On Sunday, six top central banks — the U.S. Federal Reserve, European Central Bank, Bank of England, Bank of Canada, Bank of Japan and Swiss National Bank — announced a "coordinated action" to boost the U.S. dollar liquidity in the global market.
The liquidity enhancement plan is an expansion of an existing program, in which the Fed exchanges dollars for local currencies with other major central banks every week. Instead of weekly, the central banks will conduct the swap daily starting Monday.
This strategy ensures that the other major economies have a sufficient supply of the global reserve currency. These central banks can then provide seven-day low-risk dollar loans to their domestic banks to keep them afloat.
Expected to last until the end of April, the mechanism aims to "ease strains in global funding markets, thereby helping to mitigate the effects of such strains on the supply of credit to households and businesses."
Analysts said the central bank exchange lines were relatively normal after the pandemic, with foreign central banks holding outstanding exchanges of $472 million against the Fed as of March 15. At the beginning of the pandemic, these central banks held up to $446 billion in outstanding exchanges.
However, the recent issue in the banking sector in the U.S. and Europe has raised concerns about a possible contraction in credit.
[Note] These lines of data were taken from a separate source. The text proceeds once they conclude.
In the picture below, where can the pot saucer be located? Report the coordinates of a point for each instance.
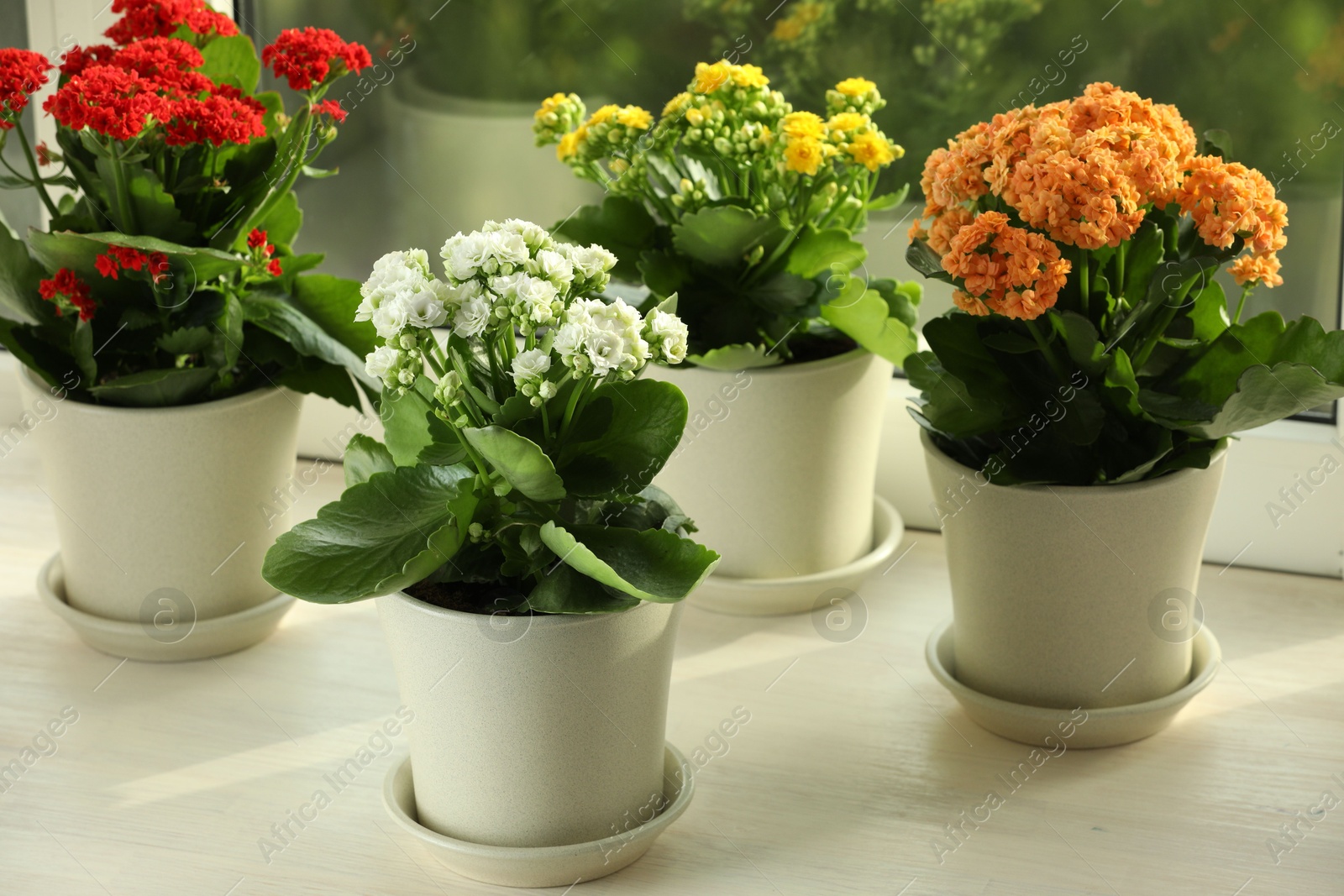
(801, 593)
(143, 641)
(1105, 727)
(542, 866)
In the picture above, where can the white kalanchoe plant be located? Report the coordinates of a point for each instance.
(517, 432)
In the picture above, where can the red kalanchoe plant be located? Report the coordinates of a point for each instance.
(22, 73)
(67, 293)
(306, 56)
(161, 18)
(178, 217)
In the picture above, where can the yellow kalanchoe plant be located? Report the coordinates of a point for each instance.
(746, 210)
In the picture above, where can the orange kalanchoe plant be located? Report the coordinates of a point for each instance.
(1092, 340)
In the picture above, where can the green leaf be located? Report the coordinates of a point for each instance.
(1081, 340)
(654, 564)
(81, 347)
(365, 457)
(190, 265)
(736, 358)
(154, 210)
(282, 223)
(186, 340)
(864, 315)
(722, 235)
(306, 335)
(927, 261)
(156, 389)
(519, 459)
(620, 224)
(412, 430)
(819, 251)
(1142, 254)
(622, 438)
(383, 535)
(564, 590)
(1263, 371)
(232, 60)
(902, 298)
(19, 275)
(663, 271)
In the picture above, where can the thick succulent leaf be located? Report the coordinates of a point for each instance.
(564, 590)
(722, 235)
(383, 535)
(365, 457)
(654, 564)
(624, 437)
(864, 316)
(620, 224)
(156, 389)
(19, 275)
(736, 358)
(519, 459)
(190, 265)
(232, 60)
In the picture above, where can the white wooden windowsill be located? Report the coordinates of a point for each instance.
(853, 763)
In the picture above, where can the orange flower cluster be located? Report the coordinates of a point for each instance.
(1007, 270)
(1226, 199)
(1085, 172)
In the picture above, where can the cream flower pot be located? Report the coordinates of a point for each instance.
(539, 732)
(777, 465)
(174, 504)
(1073, 595)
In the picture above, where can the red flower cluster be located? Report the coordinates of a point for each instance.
(306, 56)
(329, 107)
(22, 71)
(262, 250)
(69, 293)
(154, 82)
(78, 58)
(127, 258)
(163, 18)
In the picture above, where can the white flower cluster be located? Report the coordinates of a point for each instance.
(506, 278)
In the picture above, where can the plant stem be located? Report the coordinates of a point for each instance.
(33, 167)
(118, 179)
(1085, 282)
(569, 409)
(1241, 304)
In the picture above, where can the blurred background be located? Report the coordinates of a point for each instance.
(438, 136)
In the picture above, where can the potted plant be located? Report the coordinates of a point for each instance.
(510, 526)
(746, 210)
(168, 315)
(1079, 399)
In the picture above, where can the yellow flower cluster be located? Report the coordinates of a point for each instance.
(811, 141)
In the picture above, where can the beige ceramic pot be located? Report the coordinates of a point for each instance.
(178, 504)
(777, 465)
(534, 731)
(1074, 595)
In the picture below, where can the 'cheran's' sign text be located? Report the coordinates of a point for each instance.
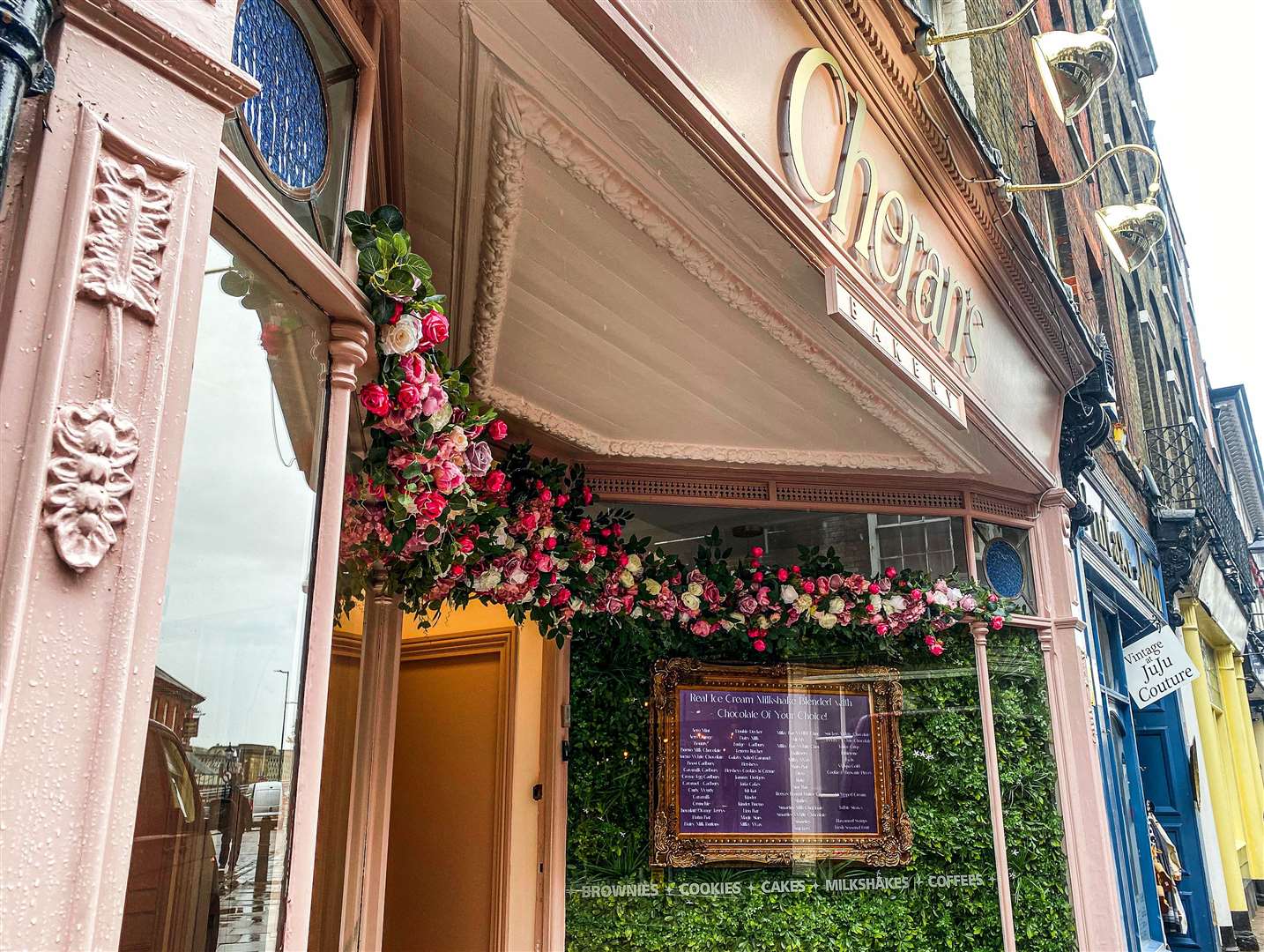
(888, 235)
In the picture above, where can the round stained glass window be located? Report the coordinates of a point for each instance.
(1004, 568)
(287, 123)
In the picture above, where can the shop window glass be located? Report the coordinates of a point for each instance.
(212, 815)
(294, 134)
(1002, 561)
(865, 543)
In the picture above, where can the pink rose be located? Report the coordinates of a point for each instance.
(408, 396)
(413, 368)
(375, 398)
(449, 477)
(434, 328)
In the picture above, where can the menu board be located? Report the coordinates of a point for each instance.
(774, 764)
(790, 762)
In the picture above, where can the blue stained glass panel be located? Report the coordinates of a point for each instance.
(1004, 568)
(288, 119)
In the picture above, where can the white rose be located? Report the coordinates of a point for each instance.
(440, 418)
(402, 337)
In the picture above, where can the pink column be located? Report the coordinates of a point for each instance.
(995, 806)
(104, 297)
(1089, 862)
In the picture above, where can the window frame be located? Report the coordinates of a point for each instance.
(244, 205)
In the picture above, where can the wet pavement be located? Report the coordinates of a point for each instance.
(250, 898)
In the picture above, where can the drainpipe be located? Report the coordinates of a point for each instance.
(23, 69)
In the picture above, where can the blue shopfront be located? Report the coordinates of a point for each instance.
(1144, 750)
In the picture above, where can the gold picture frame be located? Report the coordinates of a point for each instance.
(889, 844)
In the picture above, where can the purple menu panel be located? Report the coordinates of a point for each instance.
(756, 762)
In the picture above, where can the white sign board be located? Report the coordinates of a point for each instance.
(1156, 666)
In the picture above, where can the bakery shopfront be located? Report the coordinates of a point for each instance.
(721, 261)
The issue can make the public avoid banks or banks lose faith in each other, leading to reduced exposure to new credits.
In the U.S., the issue started with the sudden collapse of regional lender Silicon Valley Bank (SVB) on March 10, following a liquidity crunch. Financial regulators eventually decided to close New York-based Signature Bank two days later, citing the need to manage "systemic risks."
The implosions of both banks caused the banking sector to crash in the equity market last week. The Fed, backed by the Treasury Department, launched a new lending facility on March 12 to help commercial banks that encountered a similar issue as SVB and Signature.
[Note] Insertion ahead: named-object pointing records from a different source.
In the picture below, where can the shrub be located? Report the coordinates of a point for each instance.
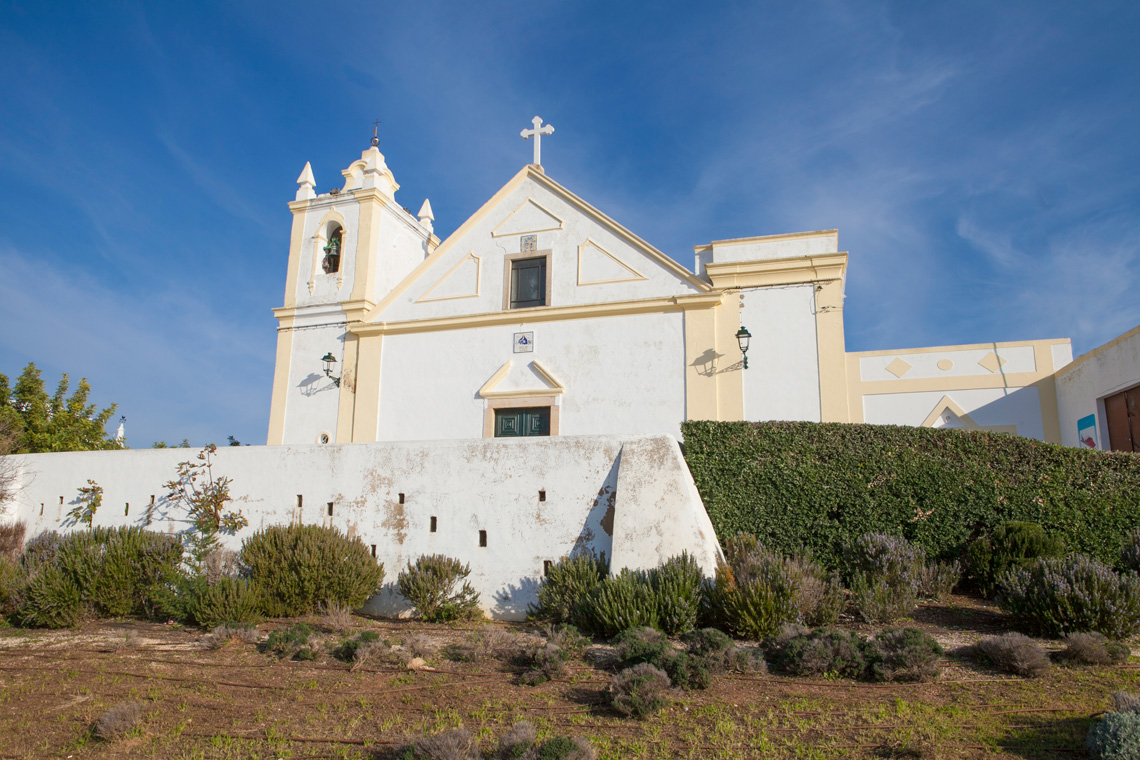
(11, 539)
(1069, 595)
(755, 590)
(1015, 653)
(291, 643)
(437, 589)
(677, 586)
(1116, 736)
(1130, 556)
(567, 586)
(351, 647)
(229, 601)
(886, 575)
(638, 692)
(621, 602)
(1126, 702)
(1011, 545)
(821, 485)
(300, 566)
(13, 580)
(515, 742)
(50, 599)
(456, 744)
(117, 721)
(904, 654)
(1093, 648)
(823, 653)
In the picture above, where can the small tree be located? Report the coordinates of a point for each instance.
(205, 498)
(90, 499)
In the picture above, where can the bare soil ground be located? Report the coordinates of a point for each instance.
(236, 702)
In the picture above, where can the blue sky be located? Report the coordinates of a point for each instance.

Although the banking sector in the U.S. recovered after regulators' effort to assure the public that the banking system remained stable, Swiss bank Credit Suisse announced that it also experienced a liquidity crisis, creating uncertainty again in global markets.
The Swiss central bank pledged to provide a $54 billion loan for Credit Suisse to resolve its short-term liquidity issue. However, analysts said the action did little to convince the public about the stability of the banking system.
Later, the Swiss National Bank eventually agreed to the acquisition of Credit Suisse by rival firm UBS at $3.2 billion, significantly lower than the market value. Moreover, the deal also includes a debt write-out of $17 billion. After the acquisition, the combined bank will have $5 trillion of invested assets.
Fed, BoE to hold rate-setting meetings
The Fed and BoE will hold their respective meetings to determine the next interest rate hikes. Analysts expect both banks to hike interest rates by a quarter of a percentage point, respectively.
However, LH Meyer economist Derek Tang pointed out that the recent joint action by central banks showed that officials had "greater worry" about the possibility of contagion effects. Tang even said it could make the Fed consider not hiking the rate at all.
"To announce joint action so decisively provides a sense of security but also reveals enough anxiety on their part that they feel the need for more insurance against bad outcomes," Tang added.
Analysts explained that central banks' monetary tightening had partially caused the recent crisis in the banking sector. The efforts to tame inflation caused large amounts of withdrawals in consumer banks and led to a shortage in liquidity, with midsized lenders being significantly more affected.
The high interest rates also caused SVB's last capital-raising effort to fail since the value of its assets dropped sharply, making it impossible for the bank to meet its liquidity needs.